Prosesi Pembasuhan Kaki, Simbol Cinta untuk Ibu
Puncak acara kunjungan kasih ini adalah upacara pembasuhan kaki, diikuti dengan acara minum teh dan menyuapkan kue oleh siswa kepada orang tua mereka. Prosesi ini berlangsung penuh khidmat dan emosional. Banyak siswa dan orang tua yang tidak bisa menahan air mata, menyadari betapa besar arti dari pengorbanan dan cinta kasih orang tua.
Suasana yang mengharukan terjadi saat upacara pembasuhan kaki.
Selain upacara pembasuhan kaki, acara ini juga dimeriahkan dengan penampilan dari siswa tuna netra, permainan games oleh relawan muda, dan penampilan bahasa isyarat tangan yang penuh keceriaan. Kegiatan ini tidak hanya menyentuh hati peserta, tetapi juga memberikan kesempatan untuk semua pihak untuk belajar satu sama lain tentang kasih sayang dan pengabdian.
Yenny Loa, seorang relawan dari komunitas Jembatan Lima, juga merasa terkesan dengan kegiatan ini.
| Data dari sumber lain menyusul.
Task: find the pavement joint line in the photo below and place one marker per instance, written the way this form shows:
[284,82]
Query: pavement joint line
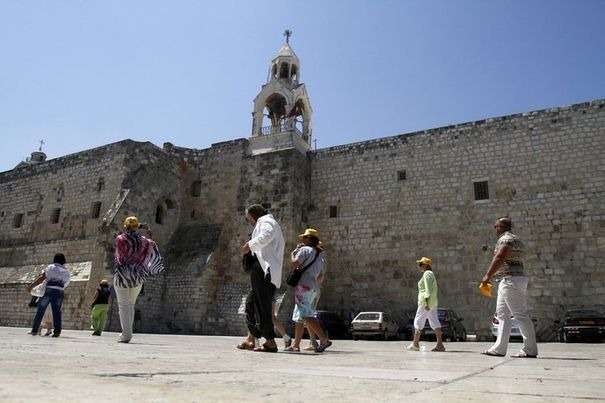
[463,377]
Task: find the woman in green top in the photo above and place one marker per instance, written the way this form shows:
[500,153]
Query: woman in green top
[427,306]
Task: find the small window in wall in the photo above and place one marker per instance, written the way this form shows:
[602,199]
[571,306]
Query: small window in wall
[18,220]
[55,215]
[95,210]
[196,189]
[159,215]
[481,190]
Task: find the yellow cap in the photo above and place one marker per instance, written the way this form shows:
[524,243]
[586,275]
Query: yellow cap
[310,232]
[425,260]
[131,222]
[486,289]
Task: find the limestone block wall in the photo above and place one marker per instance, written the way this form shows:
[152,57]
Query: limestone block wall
[398,198]
[73,184]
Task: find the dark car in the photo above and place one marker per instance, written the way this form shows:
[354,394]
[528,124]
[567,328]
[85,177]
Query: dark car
[333,324]
[451,325]
[582,325]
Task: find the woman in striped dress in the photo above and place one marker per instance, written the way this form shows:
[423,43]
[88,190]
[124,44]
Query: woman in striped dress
[136,258]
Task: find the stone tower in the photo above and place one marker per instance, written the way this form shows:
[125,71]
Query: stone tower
[282,110]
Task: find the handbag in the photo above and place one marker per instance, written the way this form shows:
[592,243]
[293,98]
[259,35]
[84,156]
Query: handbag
[296,274]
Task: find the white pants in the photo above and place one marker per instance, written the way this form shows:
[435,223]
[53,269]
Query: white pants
[422,315]
[127,297]
[512,300]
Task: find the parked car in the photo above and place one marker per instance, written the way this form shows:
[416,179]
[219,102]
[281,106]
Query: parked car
[581,325]
[334,326]
[515,332]
[374,324]
[451,326]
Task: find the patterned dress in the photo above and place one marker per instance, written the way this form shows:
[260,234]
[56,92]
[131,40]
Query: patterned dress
[136,258]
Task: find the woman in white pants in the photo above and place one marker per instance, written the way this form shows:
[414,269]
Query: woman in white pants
[512,292]
[136,258]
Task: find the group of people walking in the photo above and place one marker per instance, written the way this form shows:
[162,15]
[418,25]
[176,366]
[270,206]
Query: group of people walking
[137,257]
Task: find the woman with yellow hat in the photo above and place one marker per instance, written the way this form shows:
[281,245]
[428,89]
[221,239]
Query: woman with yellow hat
[308,256]
[136,258]
[427,306]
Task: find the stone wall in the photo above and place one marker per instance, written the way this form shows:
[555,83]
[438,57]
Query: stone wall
[72,184]
[403,197]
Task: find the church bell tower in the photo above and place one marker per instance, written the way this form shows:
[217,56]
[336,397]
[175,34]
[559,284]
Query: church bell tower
[282,111]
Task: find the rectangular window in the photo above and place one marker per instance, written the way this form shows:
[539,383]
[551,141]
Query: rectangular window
[55,215]
[18,220]
[481,190]
[95,210]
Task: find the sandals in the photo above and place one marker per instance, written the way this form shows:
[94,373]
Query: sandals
[245,345]
[524,355]
[266,349]
[492,353]
[322,347]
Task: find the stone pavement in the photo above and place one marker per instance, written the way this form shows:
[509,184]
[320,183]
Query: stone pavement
[160,368]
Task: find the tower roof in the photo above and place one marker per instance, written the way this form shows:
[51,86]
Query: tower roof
[285,51]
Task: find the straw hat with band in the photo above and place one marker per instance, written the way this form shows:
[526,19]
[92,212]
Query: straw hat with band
[131,222]
[425,261]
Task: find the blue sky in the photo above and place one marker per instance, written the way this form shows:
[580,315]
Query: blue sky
[80,74]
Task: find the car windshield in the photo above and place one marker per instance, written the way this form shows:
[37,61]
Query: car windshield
[368,316]
[582,313]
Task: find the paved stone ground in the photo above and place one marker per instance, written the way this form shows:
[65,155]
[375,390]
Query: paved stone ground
[159,368]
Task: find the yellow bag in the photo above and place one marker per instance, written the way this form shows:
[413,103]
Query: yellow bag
[485,289]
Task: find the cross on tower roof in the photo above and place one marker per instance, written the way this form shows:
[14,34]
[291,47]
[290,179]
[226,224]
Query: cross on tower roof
[288,34]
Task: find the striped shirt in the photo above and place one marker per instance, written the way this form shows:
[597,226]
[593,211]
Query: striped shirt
[57,276]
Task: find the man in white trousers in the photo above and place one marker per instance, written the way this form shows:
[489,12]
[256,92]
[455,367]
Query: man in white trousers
[507,264]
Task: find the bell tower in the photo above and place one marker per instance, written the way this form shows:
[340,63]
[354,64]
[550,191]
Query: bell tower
[282,111]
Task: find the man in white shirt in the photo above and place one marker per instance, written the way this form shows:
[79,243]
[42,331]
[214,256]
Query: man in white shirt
[266,247]
[56,278]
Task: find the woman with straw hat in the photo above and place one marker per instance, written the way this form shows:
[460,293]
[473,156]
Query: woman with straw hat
[136,258]
[308,255]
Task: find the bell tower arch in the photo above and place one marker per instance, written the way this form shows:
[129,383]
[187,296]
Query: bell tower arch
[282,110]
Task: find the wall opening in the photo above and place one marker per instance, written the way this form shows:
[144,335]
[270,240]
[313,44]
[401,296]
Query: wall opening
[18,220]
[95,210]
[55,215]
[160,215]
[481,190]
[100,184]
[196,189]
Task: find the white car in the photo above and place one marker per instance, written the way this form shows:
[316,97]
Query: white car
[373,324]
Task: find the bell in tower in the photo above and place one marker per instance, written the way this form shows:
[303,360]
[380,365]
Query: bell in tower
[282,110]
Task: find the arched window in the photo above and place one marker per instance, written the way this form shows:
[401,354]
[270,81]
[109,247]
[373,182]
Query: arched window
[196,189]
[160,214]
[283,70]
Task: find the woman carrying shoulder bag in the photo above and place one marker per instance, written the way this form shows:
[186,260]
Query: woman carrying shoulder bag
[308,258]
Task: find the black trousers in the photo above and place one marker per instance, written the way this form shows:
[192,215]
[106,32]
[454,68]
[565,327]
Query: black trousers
[259,303]
[53,297]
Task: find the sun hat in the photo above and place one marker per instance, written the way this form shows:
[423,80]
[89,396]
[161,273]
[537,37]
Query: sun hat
[131,222]
[485,289]
[310,232]
[425,260]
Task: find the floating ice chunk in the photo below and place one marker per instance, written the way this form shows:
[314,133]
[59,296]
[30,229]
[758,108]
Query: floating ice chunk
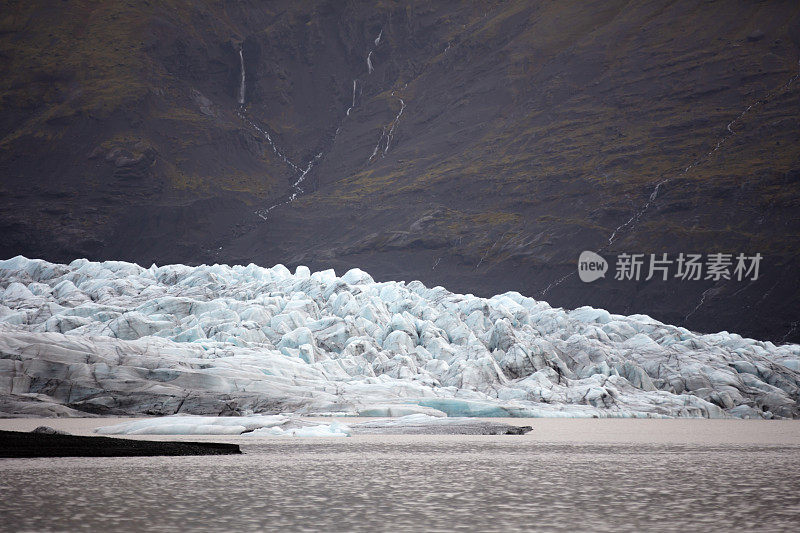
[335,429]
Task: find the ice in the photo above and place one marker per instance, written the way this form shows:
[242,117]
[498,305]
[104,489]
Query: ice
[114,338]
[421,423]
[254,425]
Sebagai seorang ibu, ia mengungkapkan rasa kagumnya terhadap orang tua dan pengajar di SLB Kasih Bunda yang dengan gigih mendidik anak-anak berkebutuhan khusus. "Mendidik anak yang normal saja sudah sangat sulit, apalagi anak-anak yang luar biasa seperti ini. Orang tua dan guru di sini benar-benar luar biasa," tuturnya.
Suasana haru dan khusyuk saat anak-anak peserta didik saling membasuhkan kaki dan bersujud dibawah pangkuan para orang tua mereka.
Kegiatan ini mengajarkan bahwa baik sebagai anak, orang tua, maupun guru, samas-sama saling belajar satu sama lain. Cinta kasih yang tulus kepada orang tua adalah nilai yang harus terus dijaga dan diamalkan, terutama selama mereka masih ada bersama kita.
Dengan berakhirnya acara, diharapkan bahwa setiap orang yang terlibat, baik itu siswa, orang tua, guru, maupun relawan, dapat membawa pulang kenangan yang mendalam dan terus memupuk kasih sayang, bakti, serta kebajikan dalam hidup mereka.